Provided with observed data (Zi)1 ≀ i ≀ n, a p-dimensional vector of estimates ΞΈΜ‚ and a (pβ€…Γ—β€…1) unbiased estimating function ψ, the Mestim package computes the sandwich formula $$\hat{\Sigma}=\Bigg[n^{-1}\sum_{i=1}^n\bigg\{\frac{\partial \psi\big(Z_i,\hat{\theta}\big) }{\partial\theta^T}\bigg\}\Bigg]^{-1} n^{-1}\sum_{i=1}^n\Big\{ \psi\big(Z_i,\hat{\theta}\big) \psi^T\big(Z_i,\hat{\theta}\big)\Big\} \Bigg[n^{-1}\sum_{i=1}^n\bigg\{\frac{\partial \psi\big(Z_i,\hat{\theta}\big) }{\partial\theta^T}\bigg\}\Bigg]^{-T}.$$ The estimated asymptotic variance-covariance matrix of ΞΈΜ‚ is nβˆ’1Ξ£Μ‚, and so, we have $$\hat{\theta} \mathrel{\dot\sim} \mathcal{N}\big(0, n^{-1} \hat{\Sigma}).$$ Under the hood, Mestim algorithmically computes the Jacobian matrix of ψ; derivatives and outer products in Ξ£Μ‚ are then computed in parallel. To compute the asymptotic variance-covariance matrix, the analyst thus only need to provide a list detailing the β€œstacked” estimating functions in ψ. Below, we give examples of growing complexity to illustrate how Mestim can leverage the flexibility of M-estimation theory to calculate asymptotic standard errors (and confidence intervals) for parameter estimates ΞΈΜ‚.

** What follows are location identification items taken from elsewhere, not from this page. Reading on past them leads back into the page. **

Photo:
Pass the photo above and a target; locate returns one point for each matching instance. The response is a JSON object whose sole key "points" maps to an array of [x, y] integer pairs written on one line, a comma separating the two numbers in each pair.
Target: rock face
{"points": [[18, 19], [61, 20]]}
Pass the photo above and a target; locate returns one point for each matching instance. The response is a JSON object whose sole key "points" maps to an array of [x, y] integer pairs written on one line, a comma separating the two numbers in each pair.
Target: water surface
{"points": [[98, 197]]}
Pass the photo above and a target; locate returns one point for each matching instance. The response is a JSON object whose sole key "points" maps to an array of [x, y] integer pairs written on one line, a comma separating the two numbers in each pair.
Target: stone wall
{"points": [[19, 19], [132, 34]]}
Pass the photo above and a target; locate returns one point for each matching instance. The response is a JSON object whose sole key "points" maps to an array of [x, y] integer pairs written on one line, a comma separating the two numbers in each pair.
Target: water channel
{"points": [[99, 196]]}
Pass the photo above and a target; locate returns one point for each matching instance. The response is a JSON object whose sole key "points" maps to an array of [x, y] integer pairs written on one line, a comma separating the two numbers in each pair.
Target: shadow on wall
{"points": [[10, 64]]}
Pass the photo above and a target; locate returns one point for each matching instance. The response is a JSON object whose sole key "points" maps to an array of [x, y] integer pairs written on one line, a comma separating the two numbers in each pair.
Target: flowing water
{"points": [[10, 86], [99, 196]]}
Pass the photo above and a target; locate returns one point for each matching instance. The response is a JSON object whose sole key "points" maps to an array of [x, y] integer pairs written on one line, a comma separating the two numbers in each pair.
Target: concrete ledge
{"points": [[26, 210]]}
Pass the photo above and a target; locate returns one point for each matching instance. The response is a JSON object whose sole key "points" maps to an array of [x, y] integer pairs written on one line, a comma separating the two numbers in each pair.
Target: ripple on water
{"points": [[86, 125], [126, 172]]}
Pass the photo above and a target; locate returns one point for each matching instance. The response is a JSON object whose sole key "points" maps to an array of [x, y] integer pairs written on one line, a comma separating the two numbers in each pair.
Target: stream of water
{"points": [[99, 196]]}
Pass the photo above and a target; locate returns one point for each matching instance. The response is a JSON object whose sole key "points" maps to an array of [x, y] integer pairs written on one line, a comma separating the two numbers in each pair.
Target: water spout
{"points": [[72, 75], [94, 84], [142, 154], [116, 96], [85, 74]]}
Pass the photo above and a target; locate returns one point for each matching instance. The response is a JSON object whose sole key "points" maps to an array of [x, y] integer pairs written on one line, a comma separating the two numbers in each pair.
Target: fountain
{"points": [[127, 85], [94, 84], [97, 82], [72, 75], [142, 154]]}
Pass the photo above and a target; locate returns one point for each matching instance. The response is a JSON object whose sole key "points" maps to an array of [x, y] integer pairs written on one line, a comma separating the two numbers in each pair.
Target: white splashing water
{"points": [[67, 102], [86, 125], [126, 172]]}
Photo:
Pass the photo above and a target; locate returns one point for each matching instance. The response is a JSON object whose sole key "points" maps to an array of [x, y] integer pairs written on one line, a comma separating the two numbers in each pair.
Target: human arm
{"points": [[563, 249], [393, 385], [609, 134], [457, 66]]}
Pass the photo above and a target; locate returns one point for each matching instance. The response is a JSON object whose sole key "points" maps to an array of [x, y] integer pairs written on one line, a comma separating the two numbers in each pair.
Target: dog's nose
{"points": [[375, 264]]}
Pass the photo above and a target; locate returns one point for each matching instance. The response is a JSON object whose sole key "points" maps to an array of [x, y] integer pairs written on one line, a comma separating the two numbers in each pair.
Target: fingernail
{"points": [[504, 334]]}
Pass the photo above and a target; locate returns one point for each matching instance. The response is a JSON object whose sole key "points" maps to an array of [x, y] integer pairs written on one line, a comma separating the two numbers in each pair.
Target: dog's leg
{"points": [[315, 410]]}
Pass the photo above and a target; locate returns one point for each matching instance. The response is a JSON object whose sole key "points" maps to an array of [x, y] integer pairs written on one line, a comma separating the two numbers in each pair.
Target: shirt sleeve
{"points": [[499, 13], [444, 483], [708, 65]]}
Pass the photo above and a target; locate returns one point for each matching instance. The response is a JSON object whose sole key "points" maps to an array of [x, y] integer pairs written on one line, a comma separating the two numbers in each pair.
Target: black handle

Example 1: Prediction task via logistic regression

Let’s try to compute the asymptotic standard errors of estimated parameters in a logistic regression model. This simple example serves to get familiar with Mestim commands.

Let’s generate synthetic data with two predictors and a binary outcome such that Z = (X1, X2, Y)T.
click here to see the data generating process.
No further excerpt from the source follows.